Could you tell me where can I find this tunable on Truenas Scale please?

Thanks for this video. I am having an issue though. When I set up the additional parameters in OpenVPN server, add the static route and the tuneables as you describe them in the video i'm able to access everything in my network flawlessly. The issue, though, is when I'm back on my LAN the TrueNAS server becomes completely unstable. I mostly can write to the samba fine, but can't read files and the GUI takes minutes to load if it will load at all. I do video editing from the TrueNAS and Final Cut Pro will lock up for several minutes and then crash. If I can get the GUI to load long enough to let me disable the Tuneables and reboot things recover and work as expected but then I'm no longer able to reach other services in my network have you experienced something like this before?

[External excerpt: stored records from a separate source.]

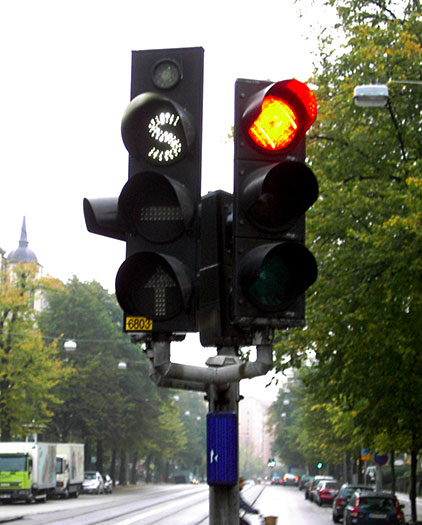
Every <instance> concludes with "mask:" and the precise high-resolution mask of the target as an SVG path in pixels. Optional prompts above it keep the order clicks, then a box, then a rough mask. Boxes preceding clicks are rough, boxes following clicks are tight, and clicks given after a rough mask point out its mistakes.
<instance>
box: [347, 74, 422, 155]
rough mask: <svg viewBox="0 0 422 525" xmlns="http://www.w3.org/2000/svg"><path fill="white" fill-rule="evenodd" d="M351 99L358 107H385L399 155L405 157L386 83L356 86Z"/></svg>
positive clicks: (394, 81) (404, 149) (401, 81)
mask: <svg viewBox="0 0 422 525" xmlns="http://www.w3.org/2000/svg"><path fill="white" fill-rule="evenodd" d="M388 83H400V84H406V83H419V82H417V81H408V82H407V81H399V80H397V81H396V80H391V79H390V80H389V81H388ZM353 100H354V102H355V104H356V106H359V107H387V109H388V112H389V113H390V117H391V120H392V122H393V125H394V128H395V130H396V133H397V138H398V140H399V143H400V150H401V156H402V159H403V160H406V159H407V155H406V148H405V146H404V140H403V136H402V133H401V129H400V126H399V123H398V122H397V119H396V117H395V115H394V112H393V108H392V106H391V101H390V96H389V92H388V87H387V85H386V84H366V85H362V86H356V87H355V89H354V92H353Z"/></svg>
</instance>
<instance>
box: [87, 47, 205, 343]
mask: <svg viewBox="0 0 422 525" xmlns="http://www.w3.org/2000/svg"><path fill="white" fill-rule="evenodd" d="M203 53H204V51H203V49H202V48H180V49H159V50H149V51H134V52H133V53H132V82H131V101H130V103H129V105H128V107H127V109H126V111H125V113H124V115H123V119H122V125H121V132H122V139H123V142H124V145H125V146H126V149H127V150H128V153H129V179H128V181H127V183H126V184H125V185H124V187H123V189H122V191H121V194H120V197H119V198H118V200H117V199H97V200H95V199H94V200H92V201H87V202H85V203H84V210H85V218H86V222H87V226H88V229H90V228H89V225H88V222H90V223H91V229H90V231H94V233H99V234H100V235H106V236H110V237H115V238H119V239H124V240H126V260H125V261H124V262H123V264H122V265H121V267H120V269H119V271H118V273H117V276H116V296H117V300H118V302H119V304H120V306H121V307H122V310H123V312H124V317H125V324H124V328H125V330H126V331H129V332H132V331H133V332H144V331H145V332H150V333H151V334H167V335H169V334H175V333H186V332H195V331H197V320H196V312H197V302H198V294H199V292H198V282H197V281H198V277H197V275H198V273H199V267H198V266H199V263H198V243H199V215H198V208H199V205H200V199H201V148H202V98H203V96H202V92H203ZM99 201H101V203H100V202H99ZM89 219H91V220H90V221H89Z"/></svg>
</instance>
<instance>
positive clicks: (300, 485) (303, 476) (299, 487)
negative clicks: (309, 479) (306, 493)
mask: <svg viewBox="0 0 422 525" xmlns="http://www.w3.org/2000/svg"><path fill="white" fill-rule="evenodd" d="M311 478H312V476H309V475H308V474H303V476H302V477H301V478H300V480H299V485H298V489H299V490H304V488H305V483H306V482H307V481H308V480H309V479H311Z"/></svg>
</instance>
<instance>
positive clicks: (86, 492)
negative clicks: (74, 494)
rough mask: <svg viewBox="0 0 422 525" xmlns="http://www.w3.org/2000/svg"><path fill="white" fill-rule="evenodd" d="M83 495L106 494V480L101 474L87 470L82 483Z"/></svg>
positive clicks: (82, 492)
mask: <svg viewBox="0 0 422 525" xmlns="http://www.w3.org/2000/svg"><path fill="white" fill-rule="evenodd" d="M82 493H85V494H104V479H103V477H102V476H101V474H100V473H99V472H96V471H91V470H87V471H86V472H85V479H84V481H83V483H82Z"/></svg>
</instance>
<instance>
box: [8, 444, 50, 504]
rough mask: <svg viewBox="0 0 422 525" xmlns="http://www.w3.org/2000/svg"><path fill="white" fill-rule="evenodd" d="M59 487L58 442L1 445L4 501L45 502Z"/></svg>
mask: <svg viewBox="0 0 422 525" xmlns="http://www.w3.org/2000/svg"><path fill="white" fill-rule="evenodd" d="M55 487H56V444H55V443H36V442H16V441H12V442H1V443H0V500H1V501H5V500H10V501H17V500H21V501H26V502H27V503H34V502H35V501H44V502H45V501H46V500H47V497H48V496H50V495H53V493H54V490H55Z"/></svg>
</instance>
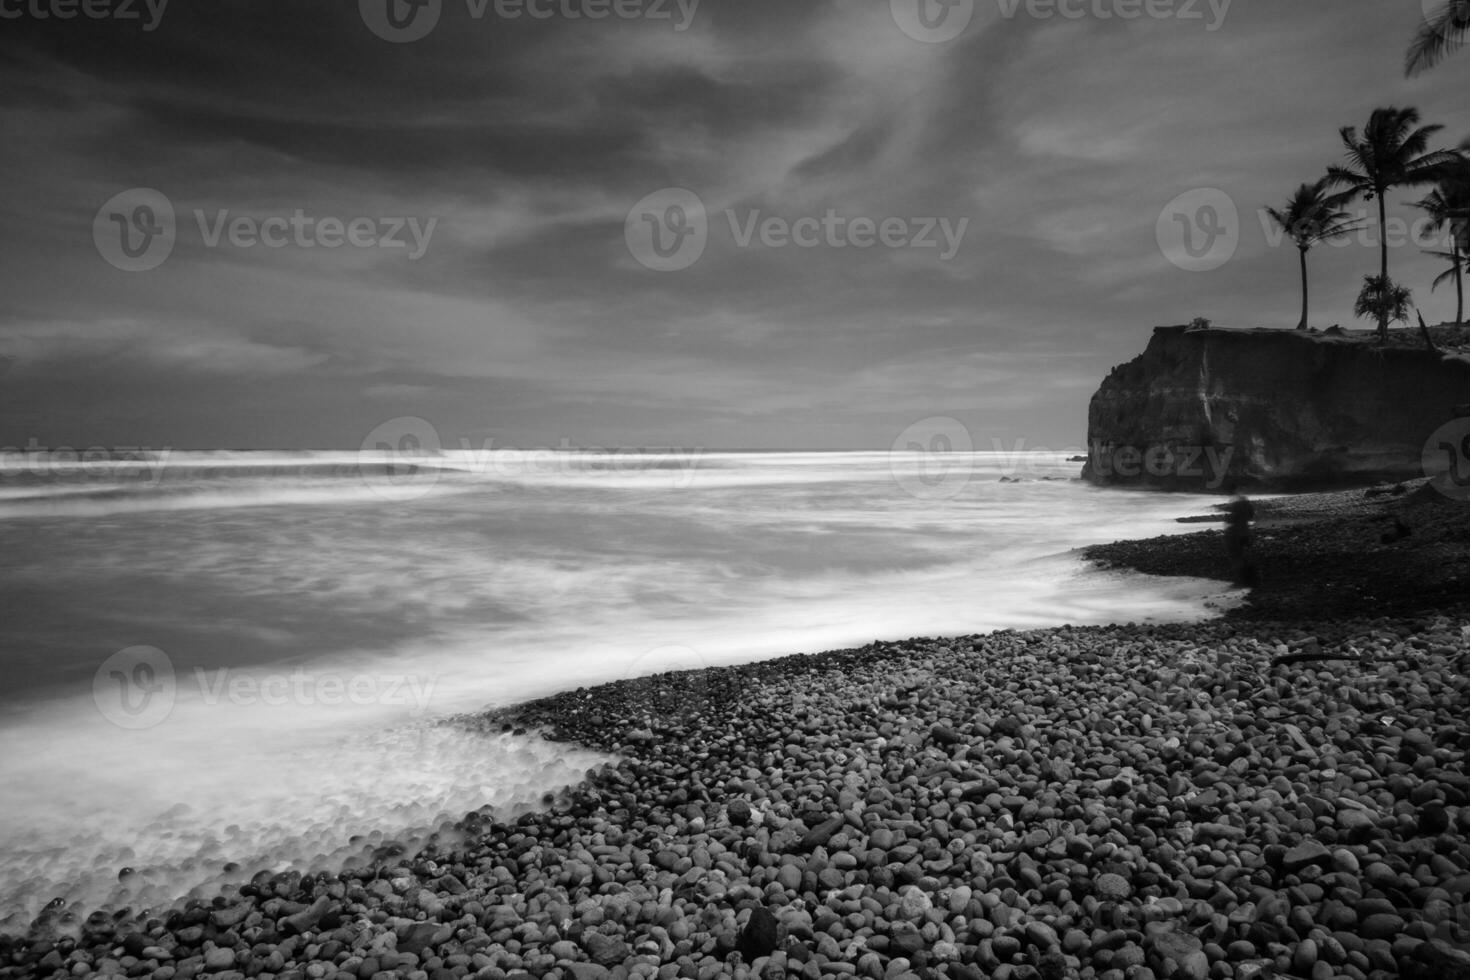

Help! my clients have different certificates but get the same ip addresses (192.168.1.2) when connecting to openvpn. What to do?

Would this only route traffic to the local network or would the public ip of the remote device also change?

Just to add: i followed you tutorial and i went well, i was able to rdp in to my pc and acess my nas, but, after a reboot, my webui completly broke and truenas froze from inside out (like, literally, not even the console responded correctly). I managed to follow the problem to tunables, not sure what, but one of those configs caused the issue. Reinstalled and didnt put those in, i can acess the nas over vpn, but not the rest of local network, too afraid to brick stuck again.

If you have more than 1 nics, say 2 nics 1 for internet, 1 for lan only... in tunables, do you make 2 entries 1 for each nic? I want to pass vpn access to my private non-internet network.

Can I use OpenVPN client on my phone and access the TrueNAS?